Mr Zumah, Former President , South Africa
EMBATTLED former South African President, Jacob Zuma has urged all black people in the country to form a joint front to “complete the struggle for liberation and transformation and land expropriation,” saying after the defeat of apartheid there is still colonialism to be fought.
“I know that when I say this, there are those going to accuse me of racism. From whom was the land taken away? Wasn’t it stolen from black people? Who is without land in South Africa? Is it not a black person?
“There is nothing wrong about telling the truth, that as black people, who are the majority, we are subjected to poverty as we are not in charge of the economy,” media reports reaching Johannesburg from Pietermaritzburg at the weekend quoted him as saying.
Zuma was dressing hundreds of his supporters outside the Pietermaritzburg High Court which is trying him for corruption, after his case was adjourned to May 20 next year.

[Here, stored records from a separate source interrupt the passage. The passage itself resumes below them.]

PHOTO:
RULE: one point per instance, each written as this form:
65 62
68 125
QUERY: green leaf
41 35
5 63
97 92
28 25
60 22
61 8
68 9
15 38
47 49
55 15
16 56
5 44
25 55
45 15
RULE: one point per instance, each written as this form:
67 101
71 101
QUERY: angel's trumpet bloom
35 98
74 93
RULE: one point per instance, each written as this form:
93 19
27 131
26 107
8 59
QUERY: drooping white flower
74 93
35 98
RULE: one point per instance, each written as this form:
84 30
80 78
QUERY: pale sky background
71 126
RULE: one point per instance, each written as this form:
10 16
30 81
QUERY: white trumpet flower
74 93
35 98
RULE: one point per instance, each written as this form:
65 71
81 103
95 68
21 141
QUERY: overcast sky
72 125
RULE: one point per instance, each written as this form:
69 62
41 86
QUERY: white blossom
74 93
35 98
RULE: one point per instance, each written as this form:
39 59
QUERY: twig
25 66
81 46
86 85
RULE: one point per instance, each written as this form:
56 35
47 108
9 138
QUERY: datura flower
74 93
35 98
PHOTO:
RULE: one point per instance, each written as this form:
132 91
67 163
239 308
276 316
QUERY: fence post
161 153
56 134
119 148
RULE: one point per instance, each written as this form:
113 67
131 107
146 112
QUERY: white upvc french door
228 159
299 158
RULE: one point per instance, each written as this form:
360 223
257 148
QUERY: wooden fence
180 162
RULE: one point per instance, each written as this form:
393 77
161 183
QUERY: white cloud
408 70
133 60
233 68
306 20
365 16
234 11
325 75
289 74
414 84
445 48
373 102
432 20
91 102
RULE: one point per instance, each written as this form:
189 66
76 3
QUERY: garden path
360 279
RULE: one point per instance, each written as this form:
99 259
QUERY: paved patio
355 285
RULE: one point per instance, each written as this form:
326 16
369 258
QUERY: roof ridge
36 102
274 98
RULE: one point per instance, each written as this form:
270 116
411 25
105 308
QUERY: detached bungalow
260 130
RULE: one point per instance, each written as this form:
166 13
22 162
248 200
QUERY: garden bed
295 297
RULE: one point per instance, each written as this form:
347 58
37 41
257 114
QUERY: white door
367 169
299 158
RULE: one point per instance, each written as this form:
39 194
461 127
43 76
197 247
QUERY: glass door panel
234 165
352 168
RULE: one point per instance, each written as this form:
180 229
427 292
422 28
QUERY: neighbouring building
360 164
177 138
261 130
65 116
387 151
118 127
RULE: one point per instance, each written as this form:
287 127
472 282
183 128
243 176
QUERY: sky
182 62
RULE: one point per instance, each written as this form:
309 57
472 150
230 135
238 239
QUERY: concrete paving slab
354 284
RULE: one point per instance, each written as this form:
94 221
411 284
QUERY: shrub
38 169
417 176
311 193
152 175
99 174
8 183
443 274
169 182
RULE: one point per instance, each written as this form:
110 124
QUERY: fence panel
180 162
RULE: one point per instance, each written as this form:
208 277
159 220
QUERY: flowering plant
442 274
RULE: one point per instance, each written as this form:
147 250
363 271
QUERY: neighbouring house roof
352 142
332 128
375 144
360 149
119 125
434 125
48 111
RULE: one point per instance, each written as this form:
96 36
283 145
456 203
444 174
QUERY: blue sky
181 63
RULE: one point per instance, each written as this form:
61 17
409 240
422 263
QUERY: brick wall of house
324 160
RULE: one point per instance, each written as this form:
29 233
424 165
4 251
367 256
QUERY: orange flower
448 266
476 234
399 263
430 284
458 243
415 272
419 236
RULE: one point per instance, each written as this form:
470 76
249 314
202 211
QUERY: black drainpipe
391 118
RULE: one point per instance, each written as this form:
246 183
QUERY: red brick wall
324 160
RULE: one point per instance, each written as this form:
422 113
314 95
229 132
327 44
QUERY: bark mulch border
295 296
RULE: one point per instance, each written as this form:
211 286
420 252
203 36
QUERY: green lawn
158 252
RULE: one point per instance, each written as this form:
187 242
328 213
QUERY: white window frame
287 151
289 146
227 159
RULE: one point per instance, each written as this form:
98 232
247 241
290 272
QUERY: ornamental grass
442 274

The adjournment was to give the prosecution team time to file a responding affidavit opposing Zuma’s application for the permanent stay of prosecution.
French arms company, Thales, which is jointly charged with Zuma has also applied for the case to be struck off.

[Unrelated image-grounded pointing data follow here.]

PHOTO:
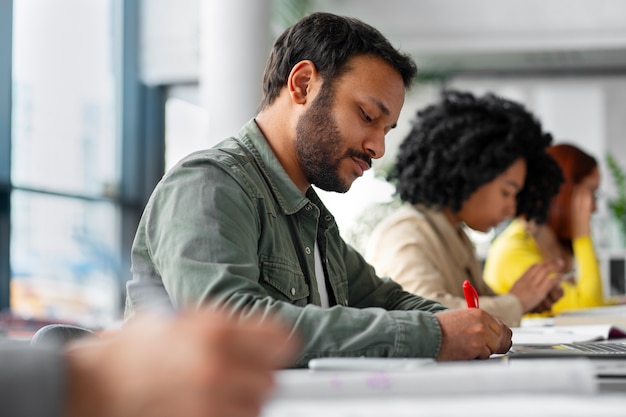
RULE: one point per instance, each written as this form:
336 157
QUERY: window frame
140 120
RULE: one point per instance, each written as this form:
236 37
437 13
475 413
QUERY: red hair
575 165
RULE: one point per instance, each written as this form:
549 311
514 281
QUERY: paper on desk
447 379
509 405
565 334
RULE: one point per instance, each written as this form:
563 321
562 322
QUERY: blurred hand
538 288
553 296
197 364
583 205
471 334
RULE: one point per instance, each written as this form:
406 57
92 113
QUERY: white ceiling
479 35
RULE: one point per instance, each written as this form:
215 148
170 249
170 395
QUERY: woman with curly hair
472 161
565 235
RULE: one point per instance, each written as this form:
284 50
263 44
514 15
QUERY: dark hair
576 165
329 41
463 142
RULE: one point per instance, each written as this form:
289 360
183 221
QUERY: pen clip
471 296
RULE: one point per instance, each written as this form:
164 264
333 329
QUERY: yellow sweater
515 250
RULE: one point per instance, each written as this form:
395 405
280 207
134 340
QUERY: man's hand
197 364
471 334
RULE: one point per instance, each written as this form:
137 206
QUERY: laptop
600 349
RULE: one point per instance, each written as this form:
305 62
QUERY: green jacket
228 225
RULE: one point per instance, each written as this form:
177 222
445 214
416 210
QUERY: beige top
421 250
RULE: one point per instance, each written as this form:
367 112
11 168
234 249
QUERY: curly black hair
463 142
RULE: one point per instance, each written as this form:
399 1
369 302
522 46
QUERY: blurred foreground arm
196 364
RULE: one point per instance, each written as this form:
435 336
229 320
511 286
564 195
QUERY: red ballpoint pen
471 296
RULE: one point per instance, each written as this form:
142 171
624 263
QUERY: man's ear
301 78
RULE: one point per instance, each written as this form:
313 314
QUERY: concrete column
234 44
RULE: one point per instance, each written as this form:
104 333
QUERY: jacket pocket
284 281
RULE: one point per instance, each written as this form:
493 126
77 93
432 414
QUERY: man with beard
240 226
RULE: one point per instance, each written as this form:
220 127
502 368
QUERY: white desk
474 388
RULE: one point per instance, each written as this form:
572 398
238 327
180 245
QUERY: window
65 165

The Saturday Star broadsheet reported that the former President gave his supporters a history of how the continent was colonised and said that “Europeans met in Germany and conspired to move to Africa to subdivide the continent among themselves, and they call the pieces of land colonies, taking everything, including political power, economic power and land.
The paper reported him as saying that there were companies that were exporting the Africa economy under company law, taking gold, diamonds and everything from underground with impunity because of the laws that were passed “without us.”

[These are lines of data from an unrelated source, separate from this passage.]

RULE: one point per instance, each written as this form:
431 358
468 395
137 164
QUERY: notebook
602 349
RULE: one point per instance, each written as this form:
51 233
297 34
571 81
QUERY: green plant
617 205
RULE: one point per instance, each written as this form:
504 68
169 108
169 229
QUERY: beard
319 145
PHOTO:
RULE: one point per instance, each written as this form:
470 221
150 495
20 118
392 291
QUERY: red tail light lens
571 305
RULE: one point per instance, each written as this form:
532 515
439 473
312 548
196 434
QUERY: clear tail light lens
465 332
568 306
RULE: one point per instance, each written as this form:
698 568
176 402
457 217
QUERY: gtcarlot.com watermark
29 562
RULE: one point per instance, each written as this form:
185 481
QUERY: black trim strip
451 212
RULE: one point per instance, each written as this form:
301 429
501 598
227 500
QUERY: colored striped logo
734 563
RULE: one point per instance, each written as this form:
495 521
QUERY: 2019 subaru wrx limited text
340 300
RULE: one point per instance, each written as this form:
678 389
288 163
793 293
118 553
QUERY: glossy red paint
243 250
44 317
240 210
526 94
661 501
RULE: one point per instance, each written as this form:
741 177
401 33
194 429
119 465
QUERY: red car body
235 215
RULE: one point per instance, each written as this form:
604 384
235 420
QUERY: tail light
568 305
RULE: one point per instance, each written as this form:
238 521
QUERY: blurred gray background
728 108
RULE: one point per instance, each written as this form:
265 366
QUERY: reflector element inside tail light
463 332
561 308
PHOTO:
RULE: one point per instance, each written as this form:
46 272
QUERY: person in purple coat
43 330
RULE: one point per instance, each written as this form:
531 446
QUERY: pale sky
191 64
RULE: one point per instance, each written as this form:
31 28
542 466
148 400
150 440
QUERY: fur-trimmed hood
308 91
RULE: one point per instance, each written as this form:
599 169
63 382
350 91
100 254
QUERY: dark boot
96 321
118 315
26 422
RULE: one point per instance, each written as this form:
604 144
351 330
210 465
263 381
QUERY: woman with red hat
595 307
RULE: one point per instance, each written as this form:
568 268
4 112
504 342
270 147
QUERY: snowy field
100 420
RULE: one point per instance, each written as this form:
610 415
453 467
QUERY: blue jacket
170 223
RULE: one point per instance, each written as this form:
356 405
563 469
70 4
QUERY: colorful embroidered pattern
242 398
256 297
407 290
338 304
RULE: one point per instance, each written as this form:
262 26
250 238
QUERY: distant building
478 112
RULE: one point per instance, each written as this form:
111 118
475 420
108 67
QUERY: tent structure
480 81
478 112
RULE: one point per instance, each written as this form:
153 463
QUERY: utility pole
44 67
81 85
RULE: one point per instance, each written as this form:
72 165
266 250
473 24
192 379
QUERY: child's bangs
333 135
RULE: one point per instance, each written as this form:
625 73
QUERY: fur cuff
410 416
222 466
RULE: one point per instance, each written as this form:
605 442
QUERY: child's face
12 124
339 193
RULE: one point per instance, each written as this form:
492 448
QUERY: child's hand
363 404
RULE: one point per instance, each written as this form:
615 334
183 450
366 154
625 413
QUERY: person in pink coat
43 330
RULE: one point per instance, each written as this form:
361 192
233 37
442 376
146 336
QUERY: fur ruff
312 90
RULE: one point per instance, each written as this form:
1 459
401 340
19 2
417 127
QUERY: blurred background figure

Mr. Zuma told the gathering that freedom fighters made a mistake by only decolonising politics and leaving other things still colonised, the paper reported.
Despite the arms deal-related corruption charges levelled against him, which his supporters attribute to the ANC’s internal witch-hunt, Zuma said that he would continue to vote for the ANC.
“Never stop voting for the ANC because it is the one thing that led to the liberation struggle in this country,” the Saturday Star quoted him as saying.